Rezensiert für die Historische Bildungsforschung Online bei H-Soz-Kult von:
Lorenzo Bonoli, Eidgenössische Hochschule für Berufsbildung – EHB, Zollikofen

Das Buch von Jan Kellershohn basiert auf einer Doktorarbeit an der Universität Bochum; es zeichnet die Entwicklung der Diskurse um Arbeit, Bildung und Wissen zwischen den 1950er- und 1980er-Jahren nach. Im Mittelpunkt der Arbeit steht die These, dass sich in diesem Zeitraum das Verhältnis zwischen Arbeit, Wissen und Bildung grundlegend unter dem Einfluss eines neuen Credos verändert hat: das Credo der Mobilität und der Anpassungsfähigkeit.

Ausgangspunkt der Analyse ist ein umfangreiches Korpus von Quellen über die Situation des Bergbausektors im Ruhrgebiet und in Frankreich zur Zeit der Krise und des Niedergangs dieses Industriezweigs. Die Quellen gehen jedoch weit über diese beiden Regionen hinaus und ermöglichen es dem Autor, den Blick auf die Situation in Westdeutschland als Ganzes zu erweitern. Unter diesem Gesichtspunkt bietet der Text eine sehr fundierte Analyse der Veränderungen im Diskurs um die Berufsbildung, mit einer bemerkenswerten Auswahl an Zitaten und einer ebenso bemerkenswerten Auseinandersetzung mit der Sekundärliteratur.

Das Ergebnis ist ein Buch, das eine beeindruckende Anzahl von Themen mit Schwerpunkt auf der sich verändernden Beziehung zu Arbeit, Wissen und Bildung behandelt. Ein Werk, das auf verschiedenen Ebenen gelesen werden kann, indem man einem der vielen angebotenen roten Fäden folgt.

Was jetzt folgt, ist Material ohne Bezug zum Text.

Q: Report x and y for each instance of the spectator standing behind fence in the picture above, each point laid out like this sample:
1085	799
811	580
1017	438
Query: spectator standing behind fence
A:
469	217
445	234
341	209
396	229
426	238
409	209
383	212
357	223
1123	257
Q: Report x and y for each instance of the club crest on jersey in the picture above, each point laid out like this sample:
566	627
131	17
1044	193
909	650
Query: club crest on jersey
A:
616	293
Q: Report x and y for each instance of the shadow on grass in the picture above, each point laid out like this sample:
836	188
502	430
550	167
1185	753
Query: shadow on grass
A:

Die Titel der beiden Teile des Buches weisen auf einen der wichtigsten roten Fäden des Buches hin: den Übergang von einem Diskurs über Bildung, der sich auf die Eingliederung konzentriert, zu einem Diskurs über Bildung, der sich auf die Anpassung konzentriert, und dann in einem zweiten Schritt von einem Diskurs der Anpassung zum Diskurs des Ausschlusses.

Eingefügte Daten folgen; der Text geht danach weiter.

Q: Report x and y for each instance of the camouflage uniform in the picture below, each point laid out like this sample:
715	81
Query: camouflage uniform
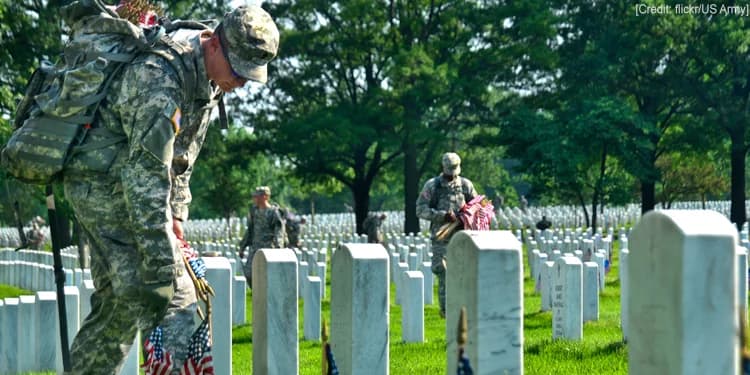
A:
265	230
438	197
373	226
127	212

Kellershohn zeigt präzise, wie bis in die 1950er-Jahre die Beziehung zwischen Arbeit, Wissen und Bildung von der Idee geprägt war, dass jeder Mensch die Arbeit finden kann, die seinen Fähigkeiten am besten entspricht, und dass die Bildung in erster Linie die Funktion hatte, den Arbeitnehmer einzugliedern – in einer beruflichen, aber auch einer „moralisch-holistischen“ Perspektive, die von einem Willen zur sozialpolitischen Stabilisierung der Gesellschaft geprägt war: Im Zentrum dieser Logik war die Ausbildung ein Instrument zur Förderung von „Sesshaftigkeit, Stabilität und Moral” (S. 390).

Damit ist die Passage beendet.